# #46839 \[SC-Low] \`max\_withdraw\` and \`max\_withdraw\` do not fully consider global restrictions.

**Submitted on Jun 5th 2025 at 07:49:32 UTC by @shaflow1 for** [**IOP | Paradex**](https://immunefi.com/audit-competition/iop-paradex)

* **Report ID:** #46839
* **Report Type:** Smart Contract
* **Report severity:** Low
* **Target:** <https://github.com/tradeparadex/audit-competition-may-2025/tree/main/vaults>
* **Impacts:**
  * Contract fails to deliver promised returns, but doesn't lose value

## Description

## Brief/Intro

The Vault protocol includes `max_withdraw` and `max_deposit` functions, which can return the maximum amount currently available for deposit or withdrawal, similar to the implementation in ERC4626. However, these functions do not fully account for global restrictions, which may result in incorrect return values under certain conditions.

## Vulnerability Details

```rust
        fn max_deposit(self: @ContractState, receiver: ContractAddress) -> u256 {
            let status = self.status.read();
            if (status == VaultStatus::Closed) {
                return 0;
            }

            if (!self._is_vault_healthy()) {
                return 0;
            }

            let tvl_limit = self.tvl_limit.read();
            if (tvl_limit == 0) {
                return Bounded::<u256>::MAX;
            }

            let current_assets = self._total_assets();
            if (current_assets >= tvl_limit.into()) {
                return 0;
            }

            tvl_limit.into() - current_assets
        }
```

For the `max_deposit` function, it does not consider the `owner`'s `shares` status.
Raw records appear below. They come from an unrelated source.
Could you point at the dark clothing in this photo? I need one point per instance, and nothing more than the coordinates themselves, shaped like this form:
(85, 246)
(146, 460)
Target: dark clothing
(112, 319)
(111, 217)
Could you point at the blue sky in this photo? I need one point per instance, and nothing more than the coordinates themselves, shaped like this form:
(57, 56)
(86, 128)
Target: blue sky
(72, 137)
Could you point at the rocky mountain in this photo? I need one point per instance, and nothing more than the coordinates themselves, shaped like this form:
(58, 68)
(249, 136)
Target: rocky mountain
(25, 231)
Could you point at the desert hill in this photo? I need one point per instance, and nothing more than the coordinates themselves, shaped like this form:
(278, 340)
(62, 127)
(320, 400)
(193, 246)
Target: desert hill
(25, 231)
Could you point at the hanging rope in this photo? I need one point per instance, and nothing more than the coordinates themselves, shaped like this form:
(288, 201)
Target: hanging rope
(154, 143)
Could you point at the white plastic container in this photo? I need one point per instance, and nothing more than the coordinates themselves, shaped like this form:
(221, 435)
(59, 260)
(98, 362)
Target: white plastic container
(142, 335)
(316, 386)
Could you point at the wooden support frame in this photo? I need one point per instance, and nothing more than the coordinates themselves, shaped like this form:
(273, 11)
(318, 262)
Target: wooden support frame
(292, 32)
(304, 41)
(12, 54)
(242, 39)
If the caller is not the `owner` and the `owner`'s `shares` equal zero, the caller is not permitted to deposit. Therefore, `max_deposit` should return `0` in this case.

```rust
        fn max_withdraw(self: @ContractState, receiver: ContractAddress) -> u256 {
            if (!self._is_vault_healthy()) {
                return 0;
            }
            let shares = self.erc20.balance_of(receiver);
            let assets = self._convert_to_assets(shares);

            let status = self.status.read();
            if (status != VaultStatus::Closed) {
                let average_deposit_time = self.asset_weighted_time.read(receiver);
                let current_time = get_block_timestamp();
                let holding_time = current_time.into() - average_deposit_time;
                let min_lockup = self.lockup_period_seconds().try_into().unwrap();
                if (holding_time < min_lockup) {
                    return 0;
                }
            }
            assets
        }
```

For the `max_withdraw` function, it does not check whether the `registry` has paused withdrawals. If withdrawals are paused, the function should return `0` since no withdrawals are allowed in this case. Moreover, it fails to account for the existence of pending orders of operator/sub operator, which could cause the transfer to revert.

## Impact Details

When called by users or integrated with other projects, it may return misleading values and does not comply with EIP-4626.

## References

<https://github.com/tradeparadex/audit-competition-may-2025/blob/0eb81b26a67666c399b4e16b39a96c19848ab7fd/vaults/src/vault/vault.cairo#L834> <https://github.com/tradeparadex/audit-competition-may-2025/blob/0eb81b26a67666c399b4e16b39a96c19848ab7fd/vaults/src/vault/vault.cairo#L811> <https://github.com/tradeparadex/audit-competition-may-2025/blob/0eb81b26a67666c399b4e16b39a96c19848ab7fd/vaults/src/vault/vault.cairo#L584> <https://github.com/tradeparadex/audit-competition-may-2025/blob/0eb81b26a67666c399b4e16b39a96c19848ab7fd/vaults/src/vault/vault.cairo#L487>

## Proof of Concept

## Proof of Concept

For example:

1. The registry has enabled all\_vault\_withdrawals\_paused.
2. When a user calls max\_withdraw, the function fails to consider this restriction and does not return 0 as required. Users may be misled during interactions.